Thursday, July 22, 2010

So Goddamn Pissed Off

Yesterday a police officer came to the office. No one knows why he came to the office. Hell, I think most people, isolated in their cubicles, didn't even know he was there. I only learned about it when I stopped to talk to Mike, one of the IT dudes, about how awesome it would be to use our office building for the backdrop of a nerdcore rap video. He was lukewarm on the idea, but his face lit up when he shot back an idea for a short zombie film.

"Now THAT could be interesting," I said.

"Did you see that cop in here?" he asked me, completely one-eightying the conversation.

"In the building or in this office?"

"Right here in the office. He walked right into Helen's office."

I looked toward Helen's office. Lord knows why because there was no cop in sight. Maybe I wanted to try to pick up some of the police officer's psychic aura.

I turned back to Mike. "Like during lunch or earlier this morning?"

"Dude, like ten minutes ago. How did you miss it?"

"Middle of a task . . . had the headphones on. I don't know."

I returned to my desk, and it got me thinking about another time we had a run-in with the law. Or well, almost had a run-in with the law.

This was way back in 2003. I'd maybe been with AII for three or four days at this point. It was most definitely my first week. The week before the 4th of July holiday.

Donald had just had an alarm system installed in the house, his house, which also doubled as our office. I worked on the first floor at the time.
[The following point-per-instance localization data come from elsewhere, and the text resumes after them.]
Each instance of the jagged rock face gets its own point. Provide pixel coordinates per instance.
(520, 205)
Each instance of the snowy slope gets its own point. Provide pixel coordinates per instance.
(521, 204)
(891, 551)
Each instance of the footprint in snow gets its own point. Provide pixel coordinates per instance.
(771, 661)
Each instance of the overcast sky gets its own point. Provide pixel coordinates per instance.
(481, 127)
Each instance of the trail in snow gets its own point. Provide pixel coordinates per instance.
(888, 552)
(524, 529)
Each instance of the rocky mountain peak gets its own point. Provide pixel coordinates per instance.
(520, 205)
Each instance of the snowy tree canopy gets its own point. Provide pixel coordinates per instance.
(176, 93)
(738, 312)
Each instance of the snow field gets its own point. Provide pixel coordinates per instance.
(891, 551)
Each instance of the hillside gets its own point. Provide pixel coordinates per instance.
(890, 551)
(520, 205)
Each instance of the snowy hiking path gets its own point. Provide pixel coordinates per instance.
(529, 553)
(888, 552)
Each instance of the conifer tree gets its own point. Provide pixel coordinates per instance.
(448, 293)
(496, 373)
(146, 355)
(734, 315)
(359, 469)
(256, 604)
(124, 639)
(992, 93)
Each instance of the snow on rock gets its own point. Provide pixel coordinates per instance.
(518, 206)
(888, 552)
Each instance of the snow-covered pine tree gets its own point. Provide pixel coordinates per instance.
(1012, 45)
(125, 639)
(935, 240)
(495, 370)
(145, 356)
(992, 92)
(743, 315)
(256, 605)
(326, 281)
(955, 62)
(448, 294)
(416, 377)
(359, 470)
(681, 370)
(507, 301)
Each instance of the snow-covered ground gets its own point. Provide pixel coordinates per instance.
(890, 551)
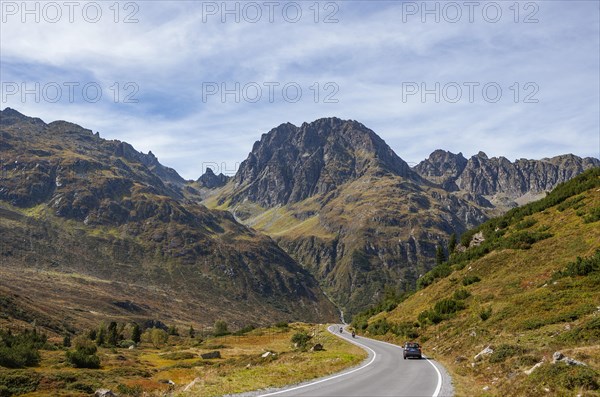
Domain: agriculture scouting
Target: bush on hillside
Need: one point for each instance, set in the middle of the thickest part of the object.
(20, 350)
(84, 355)
(300, 339)
(581, 267)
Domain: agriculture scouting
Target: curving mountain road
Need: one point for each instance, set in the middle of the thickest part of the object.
(384, 373)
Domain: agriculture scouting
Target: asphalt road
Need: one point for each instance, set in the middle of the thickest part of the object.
(384, 373)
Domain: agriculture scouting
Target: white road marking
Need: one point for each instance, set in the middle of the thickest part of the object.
(436, 393)
(330, 377)
(438, 388)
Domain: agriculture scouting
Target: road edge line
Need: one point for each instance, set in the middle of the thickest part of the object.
(339, 375)
(438, 388)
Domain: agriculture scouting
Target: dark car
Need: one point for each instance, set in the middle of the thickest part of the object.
(412, 349)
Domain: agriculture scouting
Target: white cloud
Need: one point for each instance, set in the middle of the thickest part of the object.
(171, 52)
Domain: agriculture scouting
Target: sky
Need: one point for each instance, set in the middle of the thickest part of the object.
(198, 82)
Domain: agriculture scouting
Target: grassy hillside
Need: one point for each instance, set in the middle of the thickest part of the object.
(90, 232)
(175, 366)
(531, 288)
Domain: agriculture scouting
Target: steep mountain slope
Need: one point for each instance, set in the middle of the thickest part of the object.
(526, 287)
(89, 231)
(503, 182)
(338, 199)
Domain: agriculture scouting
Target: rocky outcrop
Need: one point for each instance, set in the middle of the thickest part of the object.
(211, 181)
(485, 176)
(290, 164)
(104, 213)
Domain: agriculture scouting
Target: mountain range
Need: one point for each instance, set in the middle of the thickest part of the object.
(320, 213)
(92, 230)
(338, 199)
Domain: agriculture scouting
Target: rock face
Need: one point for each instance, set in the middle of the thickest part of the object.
(211, 181)
(78, 204)
(485, 176)
(290, 164)
(336, 197)
(442, 168)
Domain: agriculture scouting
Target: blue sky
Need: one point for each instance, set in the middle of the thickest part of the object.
(533, 70)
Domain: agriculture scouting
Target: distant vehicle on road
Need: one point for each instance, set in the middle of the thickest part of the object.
(412, 349)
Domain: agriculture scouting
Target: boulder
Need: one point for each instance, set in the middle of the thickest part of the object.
(209, 355)
(530, 370)
(559, 357)
(104, 393)
(317, 348)
(485, 352)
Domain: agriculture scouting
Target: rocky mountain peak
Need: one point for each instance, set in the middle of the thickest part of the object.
(443, 168)
(210, 180)
(484, 176)
(291, 163)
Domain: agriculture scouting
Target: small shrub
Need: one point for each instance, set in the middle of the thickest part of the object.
(84, 355)
(468, 280)
(581, 267)
(220, 328)
(245, 330)
(81, 360)
(84, 387)
(525, 224)
(485, 314)
(158, 337)
(565, 376)
(179, 356)
(20, 350)
(125, 344)
(379, 327)
(461, 294)
(405, 329)
(448, 306)
(133, 391)
(19, 382)
(527, 361)
(505, 351)
(300, 339)
(593, 216)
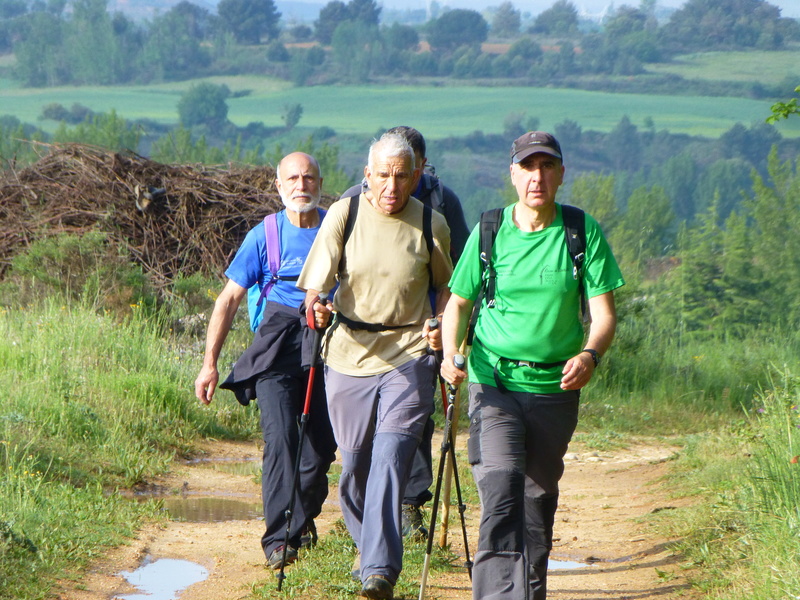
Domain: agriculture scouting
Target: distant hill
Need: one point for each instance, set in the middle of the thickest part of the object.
(307, 11)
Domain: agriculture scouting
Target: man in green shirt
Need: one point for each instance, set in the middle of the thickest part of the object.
(526, 368)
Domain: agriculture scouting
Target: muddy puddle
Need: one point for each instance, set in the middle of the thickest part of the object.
(162, 579)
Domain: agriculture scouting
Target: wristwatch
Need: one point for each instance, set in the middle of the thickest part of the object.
(594, 354)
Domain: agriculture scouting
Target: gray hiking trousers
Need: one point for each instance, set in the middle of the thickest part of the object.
(378, 422)
(516, 446)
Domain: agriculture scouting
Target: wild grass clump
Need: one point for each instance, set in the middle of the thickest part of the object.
(89, 404)
(745, 536)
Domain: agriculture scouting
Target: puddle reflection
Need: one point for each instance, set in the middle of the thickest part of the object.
(163, 579)
(211, 510)
(565, 565)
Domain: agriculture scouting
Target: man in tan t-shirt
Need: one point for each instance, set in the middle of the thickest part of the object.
(379, 373)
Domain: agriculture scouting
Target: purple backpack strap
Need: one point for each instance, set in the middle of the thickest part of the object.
(273, 253)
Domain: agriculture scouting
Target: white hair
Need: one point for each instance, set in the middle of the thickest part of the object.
(390, 145)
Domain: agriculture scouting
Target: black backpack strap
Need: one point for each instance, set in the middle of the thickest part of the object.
(352, 213)
(488, 228)
(575, 234)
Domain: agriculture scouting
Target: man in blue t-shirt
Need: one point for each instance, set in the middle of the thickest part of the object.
(271, 370)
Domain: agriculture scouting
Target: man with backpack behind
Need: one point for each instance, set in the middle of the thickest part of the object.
(528, 270)
(387, 251)
(431, 192)
(274, 370)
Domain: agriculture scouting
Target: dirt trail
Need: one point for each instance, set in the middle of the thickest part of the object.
(604, 496)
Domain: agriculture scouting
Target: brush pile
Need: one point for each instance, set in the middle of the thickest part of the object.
(171, 219)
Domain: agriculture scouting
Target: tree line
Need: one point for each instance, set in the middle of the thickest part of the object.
(350, 43)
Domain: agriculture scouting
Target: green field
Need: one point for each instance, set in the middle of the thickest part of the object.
(766, 68)
(438, 111)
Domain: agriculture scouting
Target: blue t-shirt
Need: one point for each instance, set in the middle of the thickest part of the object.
(250, 267)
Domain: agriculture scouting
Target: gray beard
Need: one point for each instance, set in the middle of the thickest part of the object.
(300, 208)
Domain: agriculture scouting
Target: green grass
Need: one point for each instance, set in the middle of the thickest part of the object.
(88, 404)
(768, 68)
(438, 111)
(743, 535)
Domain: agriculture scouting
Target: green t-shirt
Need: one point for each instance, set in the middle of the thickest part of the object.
(537, 313)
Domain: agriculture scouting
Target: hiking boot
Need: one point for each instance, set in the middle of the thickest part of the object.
(378, 587)
(276, 558)
(308, 537)
(411, 522)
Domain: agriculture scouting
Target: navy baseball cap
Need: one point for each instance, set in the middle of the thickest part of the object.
(533, 142)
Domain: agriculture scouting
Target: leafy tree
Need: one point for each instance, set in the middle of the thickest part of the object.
(301, 33)
(108, 131)
(249, 20)
(698, 282)
(204, 103)
(178, 147)
(783, 110)
(456, 28)
(775, 211)
(743, 284)
(624, 145)
(559, 19)
(401, 37)
(625, 21)
(174, 47)
(594, 193)
(725, 180)
(646, 230)
(525, 49)
(506, 21)
(277, 52)
(678, 175)
(291, 115)
(364, 11)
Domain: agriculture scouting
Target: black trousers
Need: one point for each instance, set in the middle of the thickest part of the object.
(281, 393)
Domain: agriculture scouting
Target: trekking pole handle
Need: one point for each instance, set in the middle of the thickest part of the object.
(433, 324)
(310, 316)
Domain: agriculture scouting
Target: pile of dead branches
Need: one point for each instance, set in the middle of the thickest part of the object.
(172, 219)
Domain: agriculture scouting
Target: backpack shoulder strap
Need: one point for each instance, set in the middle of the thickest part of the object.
(273, 253)
(488, 227)
(352, 214)
(575, 235)
(437, 194)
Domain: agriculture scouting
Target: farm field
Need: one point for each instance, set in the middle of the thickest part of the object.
(766, 68)
(438, 111)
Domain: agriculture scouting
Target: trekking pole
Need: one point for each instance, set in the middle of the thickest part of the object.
(447, 447)
(458, 360)
(312, 371)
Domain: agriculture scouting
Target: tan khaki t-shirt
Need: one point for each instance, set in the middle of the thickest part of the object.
(383, 280)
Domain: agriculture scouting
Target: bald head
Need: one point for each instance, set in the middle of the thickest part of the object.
(299, 182)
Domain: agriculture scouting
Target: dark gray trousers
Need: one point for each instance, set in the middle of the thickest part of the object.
(516, 448)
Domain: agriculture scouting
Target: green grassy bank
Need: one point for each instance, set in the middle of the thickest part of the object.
(88, 405)
(92, 403)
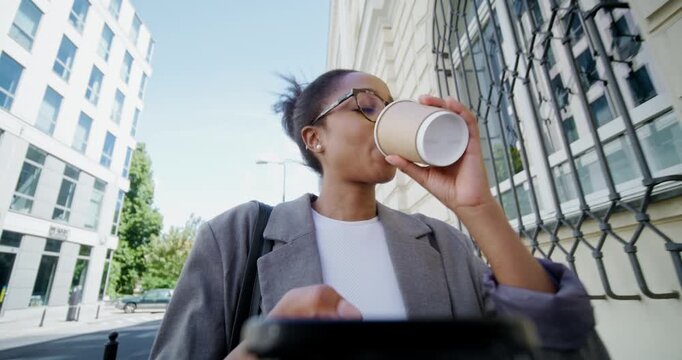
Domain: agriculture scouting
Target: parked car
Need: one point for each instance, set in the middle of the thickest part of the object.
(154, 299)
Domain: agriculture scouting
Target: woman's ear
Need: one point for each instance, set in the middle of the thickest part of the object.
(312, 139)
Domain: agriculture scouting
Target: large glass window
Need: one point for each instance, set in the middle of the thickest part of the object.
(65, 56)
(126, 67)
(92, 216)
(135, 29)
(25, 24)
(10, 73)
(108, 150)
(62, 210)
(43, 284)
(640, 85)
(105, 41)
(28, 180)
(117, 108)
(79, 12)
(117, 212)
(126, 165)
(115, 8)
(49, 110)
(80, 137)
(94, 85)
(601, 111)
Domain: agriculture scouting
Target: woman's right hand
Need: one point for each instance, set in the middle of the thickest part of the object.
(315, 301)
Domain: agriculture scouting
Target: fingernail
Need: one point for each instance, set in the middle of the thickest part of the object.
(347, 311)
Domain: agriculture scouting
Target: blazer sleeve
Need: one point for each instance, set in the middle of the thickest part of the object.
(194, 324)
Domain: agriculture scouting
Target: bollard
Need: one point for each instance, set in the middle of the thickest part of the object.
(111, 347)
(42, 319)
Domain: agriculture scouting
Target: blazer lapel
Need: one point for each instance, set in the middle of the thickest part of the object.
(418, 266)
(294, 260)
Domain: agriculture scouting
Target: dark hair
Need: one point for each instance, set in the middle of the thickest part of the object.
(299, 104)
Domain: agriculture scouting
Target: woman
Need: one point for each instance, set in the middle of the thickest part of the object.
(343, 255)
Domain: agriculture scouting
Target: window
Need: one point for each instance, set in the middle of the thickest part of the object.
(25, 24)
(10, 73)
(105, 42)
(62, 211)
(126, 165)
(560, 91)
(135, 29)
(49, 110)
(92, 216)
(22, 200)
(64, 62)
(143, 85)
(117, 212)
(79, 12)
(11, 239)
(117, 108)
(94, 85)
(640, 85)
(570, 129)
(105, 276)
(600, 111)
(150, 50)
(662, 142)
(625, 44)
(80, 138)
(115, 8)
(107, 150)
(587, 69)
(136, 119)
(126, 67)
(575, 31)
(43, 285)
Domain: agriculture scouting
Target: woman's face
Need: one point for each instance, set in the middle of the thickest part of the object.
(349, 152)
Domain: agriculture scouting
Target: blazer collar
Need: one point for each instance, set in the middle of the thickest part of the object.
(295, 262)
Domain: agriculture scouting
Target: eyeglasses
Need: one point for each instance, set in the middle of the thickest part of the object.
(368, 102)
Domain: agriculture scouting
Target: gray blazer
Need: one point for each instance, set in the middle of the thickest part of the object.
(437, 273)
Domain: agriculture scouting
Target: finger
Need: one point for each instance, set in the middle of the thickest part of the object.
(346, 310)
(419, 174)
Donald sat in the messy den at the front of the house, which was directly behind me. Helen Fick, at the time, sat directly across the room from me to my left. And Tonya Cotten sat with her desk butted up to mine. We sat so close we could always tell what the other one had had for breakfast.

We were toiling away, doing whatever in the hell it was that we did back then, when suddenly the alarm system went berserk for no apparent reason whatsoever. Donald shouted something unintelligible, like "Wowfik!" or "Yadziktus!" or something else. I don't really remember, but I'm nearly certain it wasn't an actual word in our world.

He got up from his chair and double-timed it to the alarm's control panel, on the wall in the hallway. Everyone else, assuming the nightmare would be over soon, remained seated, fingers plugging ears.

But it didn't stop. No matter what combination of buttons Donald pressed, the alarm would not go off. So, he did what any rational human being would do in such a situation, he attempted to rip the control panel from the wall. When he found his human arms too weak to accomplish the task, he set about finding some sort of smashing instrument. It didn't take long before he found a perfectly suitable smashing instrument . . . the hammer.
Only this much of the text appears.